1. Create empty mipmap image
2. Extract each texture from texture coordinate table, resize it and put into mipmap image at corresponding coordinates.
3. Repeat for each next mip level from step 1. You can create next mipmap using previous mipmap, so we'll save half of CPU time. Just remember that each next mipmap should be created exactly in the same way (tile-by-tile filtering), or else we'll still get borders.

In pseudocode, it can look like this:

var

 TileTable: array of <UV coordinates>;
 i: integer;
 mipmap, original_texture_set, temp_tile: TBitmap;

begin

 mipmap.Width:= original_texture_set.Width  / (2*<mipmap number>);
 mipmap.Height:=original_texture_set.Height / (2*
<mipmap number>);

 For i:=0 to Length(TileTable) do begin

  temp_tile.Width:= TileTable[i].X2;
  temp_tile.Height:=TileTable[i].Y2;
  temp_tile.Bitmap:=
<extract fragment of original_texture_set from (TileTable[i].X1, TileTable[i].Y1) to (TileTable[i].X2, TileTable[i].Y2)>;
  Stretch(temp_tile.Width / (2*
<mipmap number>), temp_tile.Height / (2*<mipmap number>), sfMitchell, 2, temp_tile);
  
<Put temp_file.Bitmap into mipmap.Bitmap at coordinates (TileTable[i].X1 / (2*<mipmap number>)), (TileTable[i].Y1 / (2*<mipmap number>))>;

 End;

end;

...So now we have mipmap texture pages that were filtered not as whole, but tile by tile. This way, no any adjacent texture colors will leak into wrong tile, because each tile was filtered independently and then pasted into mipmap exactly at its coordinates. Actually, this is exactly the way how mipmaps are created in case of graphic engines with independent texture processing.
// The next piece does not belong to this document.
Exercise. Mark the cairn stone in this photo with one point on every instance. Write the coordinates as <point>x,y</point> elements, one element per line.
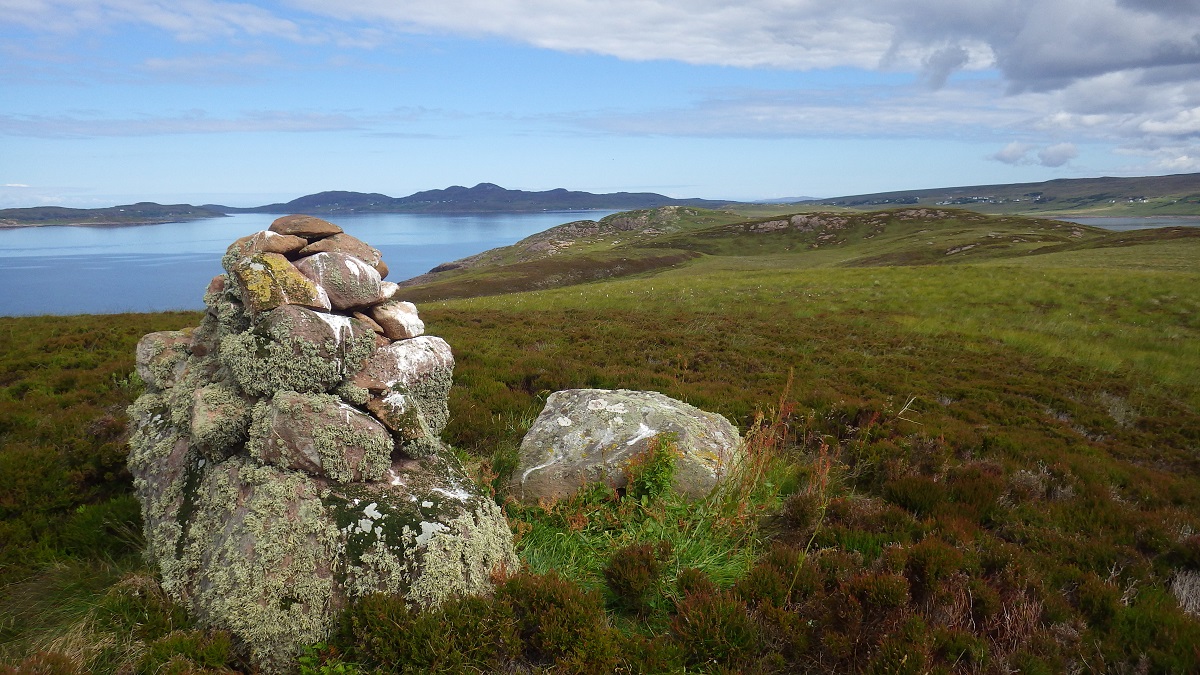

We'll still have some edges on a mipmaps when wallpaper texturing is done, but since these edges will contain only pixels from same adjacent texture, it won't be as noticeable as with brute-force texture set filtering. Commercial engines and OpenGL API have their own ways to fight this problem (like clamping pixels at borders before resizing), but since in TR level editing community almost no one is using seamless textures that perfectly fit into each other, we may even don't care about it at all or think about it later, when engine gets stable.